On the other hand, the top region for significant enrichment of South Asian ancestry includes the rs16891982-G allele of SLC45A2 gene (associated with light skin pigmentation in West Eurasians), suggesting purifying selection at this locus following admixture…the overall abundance of these West Eurasian alleles is drastically reduced in 21 out of 25 South Asian populations analyzed here…Such a strong negative pressure against a light pigmentation allele may be explained by the high ultraviolet (UV) radiation at South Asian latitudes and this result seems to be further corroborated by similar N ancestry deficiencies in TYRP1 and BNC2 genes for as many as 11 South Asian populations (supplementary table 4, Supplementary Material online). However, purifying selection against maladaptive light pigmentation alleles in high UV environment is not observed for all pigmentation alleles; in fact, the rs1426654-A allele of the SLC24A5 gene…shows instead an increase of frequency in South Asian…Taken together, our results point to opposite pressures on some West Eurasian alleles involved in skin and eye pigmentation. On one hand, SLC45A2 seem to have undergone some selective pressure that removed most of West Eurasian alleles that arrived in the area after the admixture event. Conversely, the SLC24A5 (rs1426654-A) West Eurasian allele seems to have escaped such a negative pressure perhaps thanks to its apparent neutral role with respect to susceptibility to skin carcinoma caused by UV radiation…
As I said, in the phylogenomic analysis above the authors suggest that the AASI population was homogeneous. I think this suggests that a single ancestral population was absorbed into expanding Iranian-related-farmers in NW South Asia. The prevalence of deeply diverged haplogroup M on the mtDNA in subcontinental peoples points to female mediated admixture. The positive selection for various “lifestyle” alleles indicates to me that expanding Iranian-related-farmers absorbed AASI tribes, in particular the women, and assimilated them to the new lifestyle.
The results from pigmentation are surprising, but not shocking. Knowing what I know about the ancestral frequency distribution of the various alleles, it was clear that the derived fraction of SLC24A5 was enriched. A lot of the other ones that are responsible for variation in Europeans looked either selected against or, the ancestral Indo-Aryans et al. were not quite like modern Europeans. These data point to in situ selection.

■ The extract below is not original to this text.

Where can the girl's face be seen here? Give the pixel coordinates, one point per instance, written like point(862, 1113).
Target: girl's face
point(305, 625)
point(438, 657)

But why selection for some pigmentation alleles and not others? First, I don’t think cancer is a major selective pressure. That happens late in life. Rather, I think SLC24A5 in the derived variant does something that has nothing to do with pigmentation. It was positively selected among the Khoisan people of Southern Africa and looks to have been selected in Ethiopia as well after the admixture event. In Europe itself its frequency is so high that there has clearly been lots of positive selection since the “great admixture.”
As far as the other alleles, perhaps it is pigmentation. But perhaps it is something else?
Round and round we’ve been going with these genome-wide studies, but in the 2020s I think biologists who know the molecular pathways in a way that plumbs the depths of pleiotropy need to get involved.